Corneille : Il y a forcément une petite nervosité car je veux bien
faire, mais je ne suis pas quelqu’un d’angoissé. Je ne flippe pas avant
de monter sur scène, j’ai juste hâte d’y être. Généralement on sait
que ça va bien se passer car les gens sont là pour me voir et non me
lapider et ça c’est rassurant (sourire). Il y a des publics plus faciles
que d’autres, mais j’ai fait tellement de scènes que je sais comment
gérer les gens qui sont moins chauds au départ. Mais au final ça se
termine toujours bien, heureusement (sourire).
JustMusic.fr : As-tu des rituels ?
Corneille : (rires) Sur la dernière tournée on
faisait quelque chose de vraiment stupide avec mes musiciens. On se
mettait en cercle, on mettait nos mains et on devait trouver la rime la
plus stupide qui allait avec le nom de la ville. On a pris l’habitude de
faire ça (sourire).
JustMusic.fr : Pour finir as-tu un message à passer à ton public qui te suit depuis toutes ces années ?
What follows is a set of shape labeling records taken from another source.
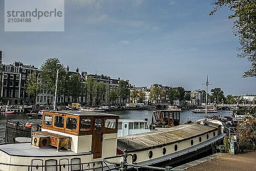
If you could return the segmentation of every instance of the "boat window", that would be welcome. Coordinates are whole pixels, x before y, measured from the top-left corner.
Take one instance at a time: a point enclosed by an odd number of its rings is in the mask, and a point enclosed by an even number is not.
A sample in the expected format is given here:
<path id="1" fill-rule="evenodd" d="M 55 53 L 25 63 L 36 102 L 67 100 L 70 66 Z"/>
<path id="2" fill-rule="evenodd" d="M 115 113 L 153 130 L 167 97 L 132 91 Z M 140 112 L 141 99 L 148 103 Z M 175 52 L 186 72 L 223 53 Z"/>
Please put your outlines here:
<path id="1" fill-rule="evenodd" d="M 145 122 L 145 130 L 148 129 L 148 123 L 147 122 Z"/>
<path id="2" fill-rule="evenodd" d="M 134 122 L 134 129 L 139 129 L 139 122 Z"/>
<path id="3" fill-rule="evenodd" d="M 163 112 L 163 118 L 164 119 L 168 119 L 168 113 L 166 112 Z"/>
<path id="4" fill-rule="evenodd" d="M 94 123 L 94 129 L 95 130 L 101 130 L 102 121 L 102 120 L 101 119 L 95 119 L 95 122 Z"/>
<path id="5" fill-rule="evenodd" d="M 71 130 L 76 130 L 77 119 L 74 118 L 67 117 L 66 128 Z"/>
<path id="6" fill-rule="evenodd" d="M 81 128 L 80 130 L 90 130 L 91 129 L 90 119 L 81 119 Z"/>
<path id="7" fill-rule="evenodd" d="M 80 159 L 78 158 L 71 159 L 71 171 L 79 171 L 80 170 Z M 76 165 L 77 164 L 77 165 Z"/>
<path id="8" fill-rule="evenodd" d="M 148 151 L 148 158 L 151 159 L 153 157 L 153 152 L 151 151 Z"/>
<path id="9" fill-rule="evenodd" d="M 46 160 L 45 161 L 45 165 L 46 166 L 45 167 L 45 171 L 55 171 L 56 169 L 57 166 L 47 166 L 47 165 L 57 165 L 57 161 L 55 160 L 50 159 L 48 160 Z"/>
<path id="10" fill-rule="evenodd" d="M 64 128 L 64 117 L 55 116 L 54 118 L 54 126 L 58 128 Z"/>
<path id="11" fill-rule="evenodd" d="M 44 115 L 44 124 L 52 126 L 52 116 L 49 115 Z"/>
<path id="12" fill-rule="evenodd" d="M 129 129 L 133 130 L 133 123 L 129 123 Z"/>
<path id="13" fill-rule="evenodd" d="M 140 122 L 140 129 L 144 130 L 144 122 Z"/>
<path id="14" fill-rule="evenodd" d="M 177 144 L 175 144 L 175 145 L 174 146 L 174 150 L 175 151 L 177 151 L 177 149 L 178 149 L 178 145 L 177 145 Z"/>
<path id="15" fill-rule="evenodd" d="M 170 112 L 170 116 L 169 117 L 169 119 L 171 120 L 172 120 L 172 112 Z"/>
<path id="16" fill-rule="evenodd" d="M 118 129 L 122 130 L 122 122 L 118 122 Z"/>
<path id="17" fill-rule="evenodd" d="M 163 153 L 163 155 L 166 153 L 166 148 L 165 147 L 163 148 L 163 150 L 162 150 L 162 153 Z"/>
<path id="18" fill-rule="evenodd" d="M 108 119 L 105 121 L 105 129 L 116 129 L 116 119 Z"/>

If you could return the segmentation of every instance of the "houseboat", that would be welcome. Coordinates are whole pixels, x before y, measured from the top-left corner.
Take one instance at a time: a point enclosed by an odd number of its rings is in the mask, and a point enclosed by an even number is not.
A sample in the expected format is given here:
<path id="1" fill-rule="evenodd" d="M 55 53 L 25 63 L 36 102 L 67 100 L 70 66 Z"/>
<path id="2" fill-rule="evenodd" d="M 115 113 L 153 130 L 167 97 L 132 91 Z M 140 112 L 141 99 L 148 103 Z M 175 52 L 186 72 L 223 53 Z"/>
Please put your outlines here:
<path id="1" fill-rule="evenodd" d="M 180 109 L 155 110 L 153 111 L 156 123 L 160 122 L 163 126 L 177 126 L 180 125 Z"/>
<path id="2" fill-rule="evenodd" d="M 114 165 L 103 162 L 103 159 L 122 154 L 125 149 L 133 155 L 133 162 L 128 159 L 130 163 L 170 165 L 212 150 L 224 135 L 217 124 L 193 123 L 118 137 L 119 117 L 100 113 L 44 111 L 41 131 L 33 132 L 31 142 L 0 145 L 1 170 L 109 170 Z M 179 159 L 173 159 L 176 157 Z"/>
<path id="3" fill-rule="evenodd" d="M 195 109 L 193 110 L 192 112 L 192 113 L 205 113 L 205 109 Z M 214 109 L 207 109 L 207 113 L 218 113 L 218 111 L 215 110 Z"/>

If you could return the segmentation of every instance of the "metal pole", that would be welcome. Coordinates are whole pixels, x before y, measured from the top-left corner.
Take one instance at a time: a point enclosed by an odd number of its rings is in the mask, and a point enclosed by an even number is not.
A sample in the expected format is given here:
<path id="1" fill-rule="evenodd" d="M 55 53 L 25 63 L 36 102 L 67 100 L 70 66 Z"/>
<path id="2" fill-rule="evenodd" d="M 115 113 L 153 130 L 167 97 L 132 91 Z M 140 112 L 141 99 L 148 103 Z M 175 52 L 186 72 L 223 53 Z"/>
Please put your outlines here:
<path id="1" fill-rule="evenodd" d="M 56 84 L 55 85 L 55 94 L 54 95 L 54 104 L 53 110 L 56 110 L 56 102 L 57 101 L 57 86 L 58 84 L 58 69 L 57 70 L 57 77 L 56 78 Z"/>

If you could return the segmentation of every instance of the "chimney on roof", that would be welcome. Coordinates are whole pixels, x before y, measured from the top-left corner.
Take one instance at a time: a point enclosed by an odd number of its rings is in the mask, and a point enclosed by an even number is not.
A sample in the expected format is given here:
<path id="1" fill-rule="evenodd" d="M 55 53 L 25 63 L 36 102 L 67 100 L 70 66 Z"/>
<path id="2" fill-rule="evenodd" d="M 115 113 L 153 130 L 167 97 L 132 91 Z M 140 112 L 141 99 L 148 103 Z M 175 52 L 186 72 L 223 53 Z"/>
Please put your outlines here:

Corneille : Merci pour m’avoir soutenu au début et de m’avoir permis
de faire ce que j’avais besoin de faire. Que ce soit mon album en
anglais, ou celui « Sans titres » qui était le plus audacieux de ma
carrière, comme je te le disais tout à l’heure. J’avais besoin de les
faire pour explorer d’autres choses et revenir à ce que je fais plus
spontanément. Chaque album c’est toujours comme si on allait dans un
labo pour faire des expériences, et à un moment donné on est content car
sa formule a marché. J’ai expérimenté et aujourd’hui je me sens très
bien. Je me suis dit qu’on avait droit de le faire et qu’on n’était pas
prisonnier de quelque chose. Je tenais à remercier le public de m’avoir
permis de réaliser tout ça et de revenir aujourd’hui (sourire).